Bajo el sistema vigente todo seguirá su curso, corregido y aumentando, por las falsas promesas e ilusiones del posibilismo político y del voluntarismo activista. Sí, las iniciativas reformistas, además, serán derrotadas una tras otra. El reformismo es una megafactoría que genera a los pocos años activistas desencantados, quemados, derrotados, que dejan el activismo y se dedican a sus quehaceres de la vida privada. Como nos muestra la experiencia, el reformista medio de hoy, en 5 años, o  llega a ser diputado en algún parlamento (un cipayo, en román paladino) o se convierte en un desencantado. En concreto, el típico reformista de izquierdas acabará en mercadillos «medievales» vendiendo baratijas, o haciendo piercings y tatuajes; o bien se convertirá en un gurú espiritual tras sus viajes a Tailandia; con suerte comprará una parcela en el mundo rural y, con mucha «suerte», un chalet en una urbanización alejada de la chusma lumpen; o se irá al monte para aislarse de todo aquello que él mismo ha participado en crear y que ahora le supera, aturde y destruye, para, finalmente, darse cuenta (o no) de que SIN REVOLUCIÓN todo será EXTINCIÓN.
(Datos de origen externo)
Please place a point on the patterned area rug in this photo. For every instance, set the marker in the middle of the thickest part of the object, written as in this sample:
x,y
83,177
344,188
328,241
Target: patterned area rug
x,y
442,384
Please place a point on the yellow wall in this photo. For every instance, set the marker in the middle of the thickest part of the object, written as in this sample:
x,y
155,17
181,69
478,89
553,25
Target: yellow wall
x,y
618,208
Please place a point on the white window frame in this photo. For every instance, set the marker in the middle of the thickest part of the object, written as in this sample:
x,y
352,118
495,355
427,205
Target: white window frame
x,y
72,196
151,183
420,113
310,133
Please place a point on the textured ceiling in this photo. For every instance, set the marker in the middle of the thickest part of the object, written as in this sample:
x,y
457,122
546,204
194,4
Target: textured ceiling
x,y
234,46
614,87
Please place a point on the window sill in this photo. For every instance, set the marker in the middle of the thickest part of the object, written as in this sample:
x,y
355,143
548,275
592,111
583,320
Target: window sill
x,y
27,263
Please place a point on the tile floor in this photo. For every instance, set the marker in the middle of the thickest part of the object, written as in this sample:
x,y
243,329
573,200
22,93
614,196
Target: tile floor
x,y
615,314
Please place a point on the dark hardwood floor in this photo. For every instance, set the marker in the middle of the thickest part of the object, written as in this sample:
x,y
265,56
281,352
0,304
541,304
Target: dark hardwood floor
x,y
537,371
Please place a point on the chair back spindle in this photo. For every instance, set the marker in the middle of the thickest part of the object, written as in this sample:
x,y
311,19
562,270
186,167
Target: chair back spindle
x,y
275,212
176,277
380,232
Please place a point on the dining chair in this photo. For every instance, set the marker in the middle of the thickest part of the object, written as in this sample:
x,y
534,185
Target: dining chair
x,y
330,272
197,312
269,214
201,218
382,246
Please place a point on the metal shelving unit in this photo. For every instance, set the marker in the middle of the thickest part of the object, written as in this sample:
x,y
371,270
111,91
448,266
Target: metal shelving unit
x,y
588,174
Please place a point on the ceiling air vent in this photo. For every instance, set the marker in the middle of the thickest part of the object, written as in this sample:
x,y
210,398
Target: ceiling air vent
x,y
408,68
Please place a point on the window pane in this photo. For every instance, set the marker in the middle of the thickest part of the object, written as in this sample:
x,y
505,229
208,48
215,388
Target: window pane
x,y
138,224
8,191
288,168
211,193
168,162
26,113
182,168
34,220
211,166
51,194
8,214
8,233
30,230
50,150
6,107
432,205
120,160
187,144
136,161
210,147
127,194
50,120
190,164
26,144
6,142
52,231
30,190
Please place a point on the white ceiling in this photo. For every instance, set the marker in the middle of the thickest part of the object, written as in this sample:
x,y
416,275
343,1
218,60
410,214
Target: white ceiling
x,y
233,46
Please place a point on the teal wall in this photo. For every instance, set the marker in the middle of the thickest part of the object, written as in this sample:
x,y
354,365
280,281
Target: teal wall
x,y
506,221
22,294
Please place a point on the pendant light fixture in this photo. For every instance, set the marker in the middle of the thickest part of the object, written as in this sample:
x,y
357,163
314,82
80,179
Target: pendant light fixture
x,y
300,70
Mientras tanto, “el elegido”, el arribista, el cipayo, el futuro líder, el activista de vanguardia, el que se «sacrifica» por los demás, el que se implica más que otros, el que se quiere dedicar profesionalmente a solucionar la vida a la gente común, engañará y se autoengañará nuevamente con el mantra de que es necesario delegar. Para que unos hagan por otros, para que unos manden sobre los demás, para que tomen decisiones por ellos. Según defienden estos salvapatrias, el sujeto medio no tiene tiempo para “ser militante”, así que requiere de un líder. Entonces, el líder presume de sacrificado, lo da todo por ese holgazán que prefiere centrarse en su vida privada.

Los falsos profetas, ávidos de voluntad de poder y disfrazados de corderos, tendrán su lugar en la historia, en la de los impostores y traidores. En contra de la gran causa humana que no es otra que la causa de la libertad con responsabilidad. No hay atajos. O REVOLUCIÓN o extinción.